1909年に平之町からこの地に移転後は島津治子校長のもと、教育綱領を「薩藩古来ノ美風ヲ尊重シ内剛外柔ノ婦徳ヲ養イ、以テ現代ニ処セシム」と定め、教育にあたった。内剛外柔とは、いかにも当時の世相を反映しているようで興味深い。
明治も半ばを過ぎると、ようやく鹿児島県内でも女子教育の機会が高等小学校卒業後に実業補習学校(鹿児島・高山など)の創設で拓かれるようになり、鶴嶺女学校はその先駆け的な私学と位置づけられる。
1920(大正9)年に4年制の高等女学校となり、鹿児島の女子教育の草創期から大きな役割を果たしてきた。

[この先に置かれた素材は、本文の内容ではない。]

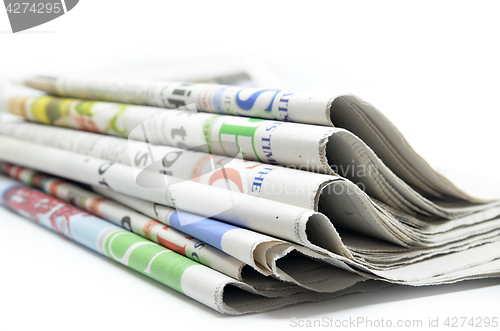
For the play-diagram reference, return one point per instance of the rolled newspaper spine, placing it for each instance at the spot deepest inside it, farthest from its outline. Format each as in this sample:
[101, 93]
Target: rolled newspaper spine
[298, 188]
[301, 107]
[163, 265]
[295, 145]
[129, 219]
[298, 225]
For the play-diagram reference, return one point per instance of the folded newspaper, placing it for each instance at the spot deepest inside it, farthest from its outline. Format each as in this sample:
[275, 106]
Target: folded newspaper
[295, 211]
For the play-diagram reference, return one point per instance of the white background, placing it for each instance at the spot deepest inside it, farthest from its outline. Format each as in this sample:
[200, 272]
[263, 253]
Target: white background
[431, 67]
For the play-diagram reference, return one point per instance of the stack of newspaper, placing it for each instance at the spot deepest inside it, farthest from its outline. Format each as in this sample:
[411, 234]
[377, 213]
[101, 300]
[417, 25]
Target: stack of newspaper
[244, 199]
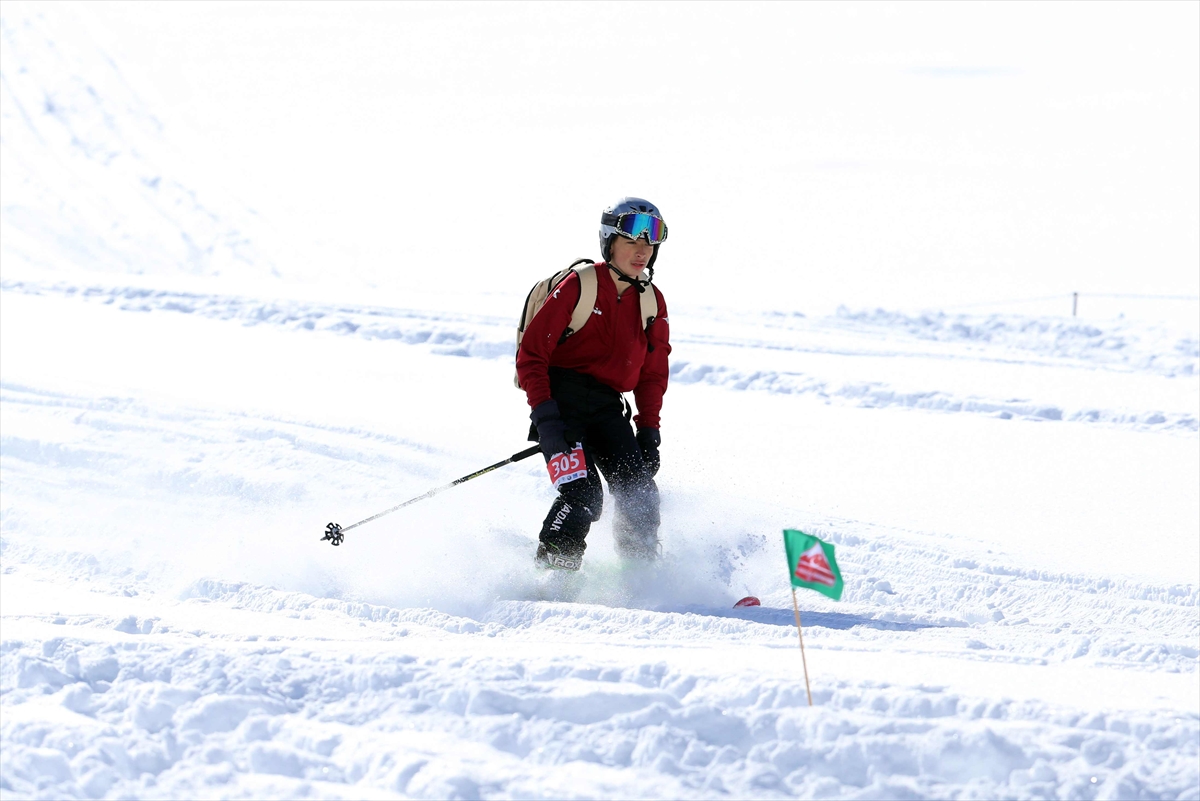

1923年には、久邇宮邦彦王と同俔子(島津忠義の子)妃、良子女王(のちの香淳皇后)が同校を訪問したり、1936(昭和11)年の昭和天皇来鹿による大演習の際は公使が派遣されたりするなど、創設時から島津家との深いゆかりがあった。
1940年に鹿児島市へ移管。約50年の間に6,339名の卒業生を送り出した後、その伝統は新制の市立鹿児島玉龍高校に引き継がれている。
この記念碑は、東郷平八郎の揮毫による「良子女王殿下御台臨記念碑」のとなりに1974年に建立された。